SAN FRANCISCO — Wilmer Flores does not typically run hot. Willy Adames knows, then, that if Flores is mad, something significant had to have happened.
After striking out to end the seventh, Flores became incensed with someone on the Miami Marlins. Instead of retreating back to his dugout, he took several purposeful steps towards the school of Marlins. The benches quickly cleared. Flores’ teammates quickly corralled him and directed him back to their bunker.
That was the extent of the extracurriculars. There was no sparring of any kind; equanimity was restored after roughly a minute. Flores was not available postgame to clarify who or what incited his anger. But the episode, one that unfolded in the middle of a 12-5 loss to the Marlins, encapsulated the Giants’ collective frustrations.
The frustration of being swept by Miami and finishing the nine-game home stand with six losses. The frustration of their hitters repeatedly getting plunked. The frustration of an offense that still remains cold even with Rafael Devers in the lineup.
“I don’t think there’s anything to say,” Adames said of being swept. “We played like crap.”
Adames did not know why Flores became so mad. Manager Bob Melvin said he was also unsure, speculating that something was said to Flores. But before Thursday’s game even started, tension hung in the air.
Following Wednesday’s loss, several players voiced their frustration about the recent stretch of San Francisco’s batters getting hit. Casey Schmitt, one of three players hit on Wednesday, had to undergo X-rays after taking a fastball to the left wrist.
Schmitt, who was already filling in for the injured Matt Chapman, missed Thursday’s game as he underwent a CT scan. While there was no fracture, the third baseman did have a bone bruise. The third baseman wants to play today against the Chicago White Sox but said of his wrist postgame that “it’s pretty messed up in there.”

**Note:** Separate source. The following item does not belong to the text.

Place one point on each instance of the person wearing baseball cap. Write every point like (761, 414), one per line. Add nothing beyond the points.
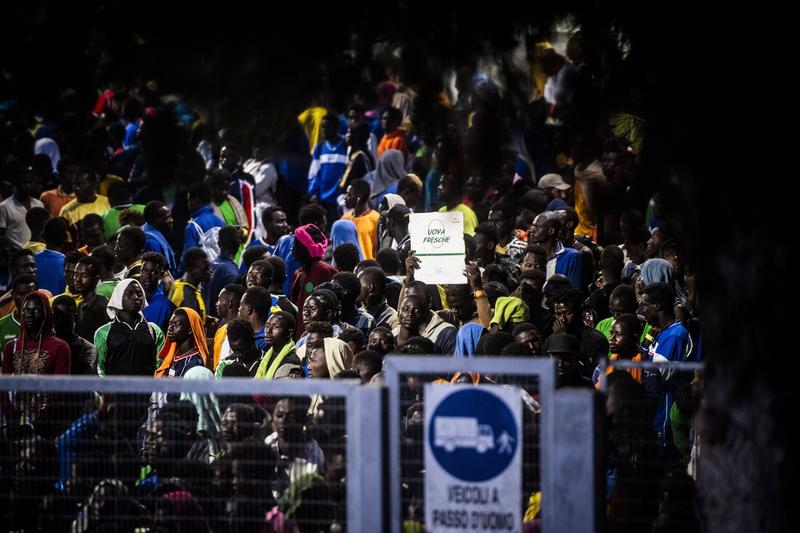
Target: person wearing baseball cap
(563, 347)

Following Wednesday’s loss, Logan Webb offered a cryptic message by saying he hoped “there’s a little bit of an edge” for Thursday’s series finale given Schmitt, Jung Hoo Lee and Dominic Smith all got plunked.
An edge, indeed.
Hayden Birdsong began his afternoon by retiring the first two batters he faced on a pair of popups. On his 12th pitch of the day, Birdsong plunked Otto Lopez in the leg with a 97.5 mph four-seam fastball that was nowhere near the zone. It was a beanball that unquestionably fell in line with the Giants’ ethos of protecting their hitters.
“It is what it is,” said manager Bob Melvin. “It was pretty minor.”
The umpiring crew congregated after the hit-by-pitch and quickly issued a warning to both sides, proactively ensuring Thursday’s game did not devolve into an afternoon of retaliation. Marlins manager Clayton McCullough immediately emerged from the first-base dugout and argued with home plate umpire Alfonso Márquez, who ejected him from the game.
If the Giants were sending a message, the Marlins sent a couple right back.
Following the hit-by-pitch, Agustín Ramírez smashed a 113.0 mph double off the left-field wall, then Kyle Stowers sent a three-run shot into Miami’s bullpen to put San Francisco in a 3-0 deficit. Two innings later, Ramírez sent a hanging 0-2 slider from Birdsong more than halfway up the left-field bleachers, a majestic two-run blast that put the Giants in a 5-0 hole.
“Things happen,” Birdsong said of hitting Lopez with two outs and nobody on. “You hit guys, you move on and I threw another slider middle-middle. That’s usually a home run.”
Down by five runs, the Giants responded with five runs of their own. Devers trimmed the Giants’ deficit with a two-run shot in the third, and the Giants tied the score with three runs in the fourth on Adames’ RBI single and Brett Wisely’s two-run double.
The next half inning, the Marlins countered and took the lead for good.
Birdsong walked the first two batters he faced to start the fifth, prompting Melvin to go to the bullpen. Reliever Spencer Bivens struck out the first two batters he faced but Eric Wagaman’s two-run double and Connor Norby’s RBI single gave the Marlins an 8-5 lead that they’d never lose. Miami landed its haymaker in the eighth by scoring four runs off right-hander Sean Hjelle.
The 23-year-old Birdsong finished his outing having allowed seven runs over four-plus innings, tied for the most he’s allowed in a single outing in his career.
“Kind of like the last outing, his velo is kind of all over the place,” Melvin said. “When he gets it right, it’s 96, 97. When he doesn’t, it’s 93. Kind of big misses with his fastball, big misses with his breaking ball. When he struggles some, that’s kind of what you see and we’ve seen that the last couple times.”
With the loss, the Giants are now exactly halfway through the regular season. There’s a lot of baseball left to be played, but even with this recent skid, they’re 44-37 and a half-game out of the final NL Wild Card spot.
“It’s tough to have perspective from the beginning of the year to where we are right now,” Melvin said. “We are who we are, and we feel like we’re a lot better than we’ve played these three games. We’re not in a horrible position, yet we feel like we’re a better team than what our record is right now.”